Today marks the 10th anniversary of Bazel’s public announcement so this is the perfect moment to reflect on what the next generation of build systems in the Bazel ecosystem may look like.

I write this with the inspiration that comes from attending the first ever conference on Buildbarn, one of the many remote execution systems for Bazel. In the conference, Ed Schouten, the creator of Buildbarn, presented Bonanza: a skunkworks reimagination of Bazel for truly large builds.

In this article, I want to dive into what Bonanza is and what similar projects to “replace Bazel” have existed. To get there though, we need to start first with a critique of the current implementation of Bazel.

Problems scaling up

The predecessor to Bazel, Blaze, is a build system designed at Google for Google’s monorepo scale. Blaze grew over the years assuming:

that every engineer had a beefy workstation under their desk;
that remote execution was expected to be used by default;
that the remote execution cluster was reachable through a fast and low latency network; and
that each office had physical hardware hosting a local cache of remote build artifacts.

These assumptions allowed Blaze to “scale up” to the very large codebase that Google builds, but they came with some downsides.

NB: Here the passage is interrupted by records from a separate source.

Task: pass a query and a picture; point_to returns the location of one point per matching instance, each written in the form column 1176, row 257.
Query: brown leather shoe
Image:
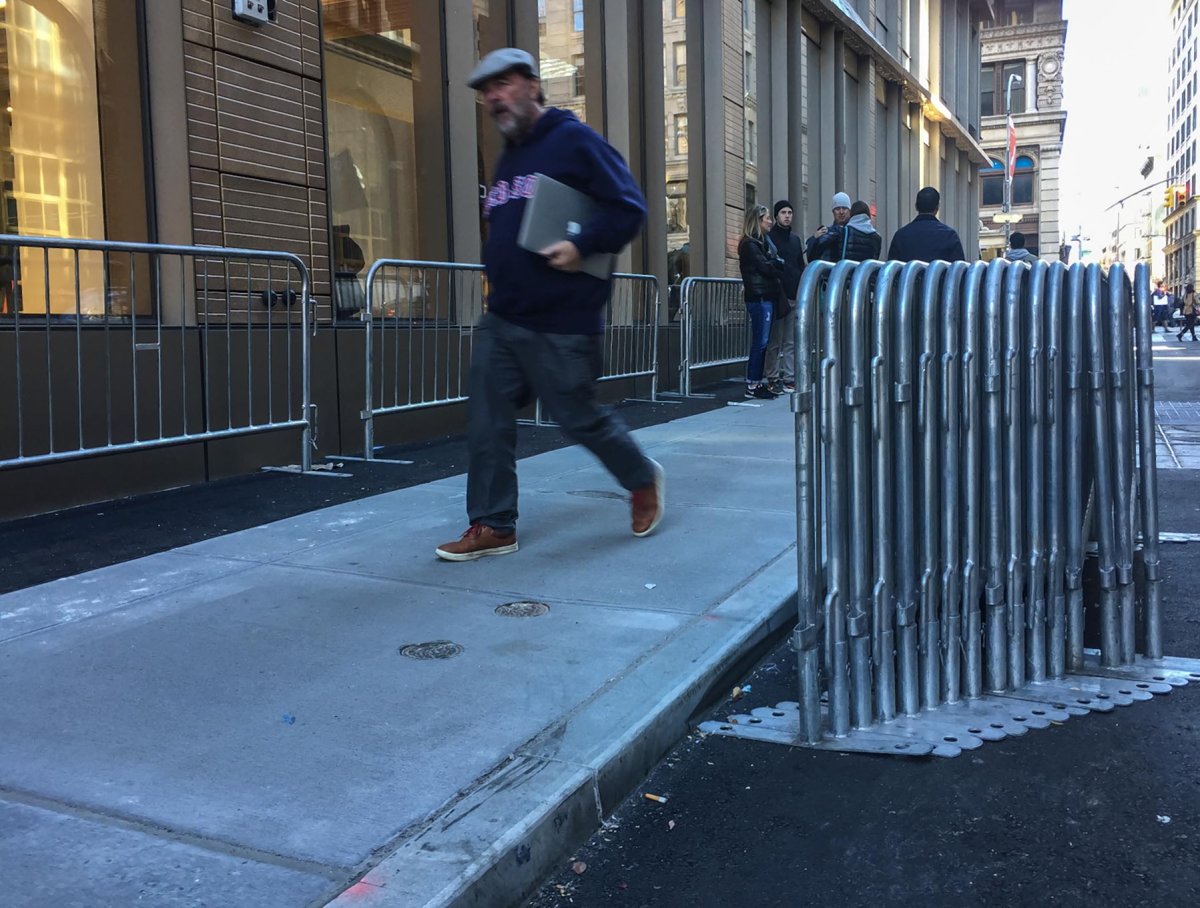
column 478, row 541
column 649, row 503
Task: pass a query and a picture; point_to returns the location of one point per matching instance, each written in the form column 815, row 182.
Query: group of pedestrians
column 772, row 260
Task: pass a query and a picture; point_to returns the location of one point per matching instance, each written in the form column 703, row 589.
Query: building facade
column 342, row 131
column 1180, row 223
column 1023, row 54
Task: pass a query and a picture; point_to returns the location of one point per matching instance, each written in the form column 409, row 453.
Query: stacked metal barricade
column 963, row 434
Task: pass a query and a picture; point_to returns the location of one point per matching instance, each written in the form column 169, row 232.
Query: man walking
column 816, row 244
column 781, row 348
column 543, row 334
column 925, row 238
column 1017, row 251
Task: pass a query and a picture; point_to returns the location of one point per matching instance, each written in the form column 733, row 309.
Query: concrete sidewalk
column 232, row 722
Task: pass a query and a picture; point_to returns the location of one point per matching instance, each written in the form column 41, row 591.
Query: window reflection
column 675, row 49
column 49, row 156
column 372, row 70
column 562, row 55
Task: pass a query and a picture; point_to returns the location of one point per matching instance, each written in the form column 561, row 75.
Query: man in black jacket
column 781, row 349
column 925, row 238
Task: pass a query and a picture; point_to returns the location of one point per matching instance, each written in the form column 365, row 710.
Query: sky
column 1115, row 83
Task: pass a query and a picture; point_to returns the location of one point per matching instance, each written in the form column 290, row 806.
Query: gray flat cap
column 501, row 61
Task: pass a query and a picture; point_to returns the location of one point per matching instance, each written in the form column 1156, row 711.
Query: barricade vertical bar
column 883, row 596
column 929, row 485
column 1121, row 408
column 907, row 631
column 858, row 624
column 834, row 500
column 685, row 336
column 807, row 567
column 1098, row 385
column 49, row 365
column 1074, row 368
column 1035, row 473
column 367, row 413
column 1147, row 473
column 1055, row 483
column 951, row 442
column 972, row 481
column 1014, row 401
column 993, row 352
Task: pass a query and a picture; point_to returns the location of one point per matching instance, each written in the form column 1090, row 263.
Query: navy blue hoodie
column 525, row 289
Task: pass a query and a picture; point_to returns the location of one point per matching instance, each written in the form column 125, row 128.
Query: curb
column 499, row 841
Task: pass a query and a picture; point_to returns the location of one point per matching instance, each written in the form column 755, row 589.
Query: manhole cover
column 433, row 649
column 522, row 609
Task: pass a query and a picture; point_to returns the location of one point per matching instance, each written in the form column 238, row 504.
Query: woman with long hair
column 761, row 269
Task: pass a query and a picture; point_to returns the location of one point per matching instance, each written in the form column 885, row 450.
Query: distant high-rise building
column 1023, row 55
column 1181, row 146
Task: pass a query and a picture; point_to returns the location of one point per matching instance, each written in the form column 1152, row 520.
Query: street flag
column 1012, row 148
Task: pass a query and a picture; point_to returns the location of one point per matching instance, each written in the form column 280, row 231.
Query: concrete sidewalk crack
column 136, row 824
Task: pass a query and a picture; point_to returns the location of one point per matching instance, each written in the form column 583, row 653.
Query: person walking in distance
column 543, row 334
column 1189, row 313
column 925, row 238
column 858, row 240
column 761, row 271
column 780, row 367
column 1017, row 251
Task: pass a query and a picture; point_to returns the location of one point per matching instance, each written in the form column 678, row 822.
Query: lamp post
column 1009, row 134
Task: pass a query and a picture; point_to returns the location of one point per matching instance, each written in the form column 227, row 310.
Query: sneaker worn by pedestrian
column 649, row 503
column 479, row 540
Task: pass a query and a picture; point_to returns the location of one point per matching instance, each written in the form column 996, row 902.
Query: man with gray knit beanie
column 817, row 242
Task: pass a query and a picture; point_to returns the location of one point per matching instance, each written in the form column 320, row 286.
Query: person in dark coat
column 858, row 240
column 761, row 271
column 780, row 368
column 925, row 238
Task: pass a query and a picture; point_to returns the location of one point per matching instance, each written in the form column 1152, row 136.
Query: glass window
column 71, row 152
column 1017, row 97
column 679, row 72
column 987, row 89
column 562, row 58
column 681, row 134
column 372, row 94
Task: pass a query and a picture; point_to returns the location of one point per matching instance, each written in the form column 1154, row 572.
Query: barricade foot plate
column 1174, row 672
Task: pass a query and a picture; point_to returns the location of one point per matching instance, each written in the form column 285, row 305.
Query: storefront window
column 70, row 134
column 372, row 72
column 561, row 52
column 675, row 62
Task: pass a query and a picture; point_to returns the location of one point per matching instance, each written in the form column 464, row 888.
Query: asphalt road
column 1101, row 811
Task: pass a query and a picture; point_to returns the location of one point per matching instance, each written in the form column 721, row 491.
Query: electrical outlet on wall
column 255, row 12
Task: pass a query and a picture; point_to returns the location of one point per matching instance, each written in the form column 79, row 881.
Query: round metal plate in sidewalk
column 433, row 649
column 522, row 609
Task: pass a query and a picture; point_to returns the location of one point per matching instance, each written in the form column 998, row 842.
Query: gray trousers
column 781, row 348
column 510, row 366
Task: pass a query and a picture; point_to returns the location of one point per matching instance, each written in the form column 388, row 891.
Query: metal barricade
column 420, row 323
column 420, row 319
column 960, row 432
column 630, row 336
column 715, row 330
column 112, row 347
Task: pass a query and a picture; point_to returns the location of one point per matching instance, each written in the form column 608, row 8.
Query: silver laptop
column 557, row 212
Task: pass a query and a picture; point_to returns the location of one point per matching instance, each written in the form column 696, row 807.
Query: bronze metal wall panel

One consequence of these assumptions is that the Bazel process—confusingly named the “Bazel server”—that runs on your machine is very resource hungry. The reason is that this process has to scan the source tree to understand the dependency graph and has to coordinate thousands of RPCs against a remote cluster—two operations that aren’t cheap. What’s worse is that the Bazel server process is stateful: at start up, Bazel goes through the expensive steps of computing the analysis graph from disk and, to prevent redoing this work in every build, Bazel keeps this graph in its in-memory “analysis cache”.

The analysis cache is fragile. The Bazel server process may auto-restart, and certain flags used to control the build cause the cache to be discarded. These are not rare flags, no: these include basic flags like -c to change the compilation mode from debug to release, among many others. Cache discards are very intrusive to user workflows because an iterative build that would have taken a second now takes maybe thirty, for example.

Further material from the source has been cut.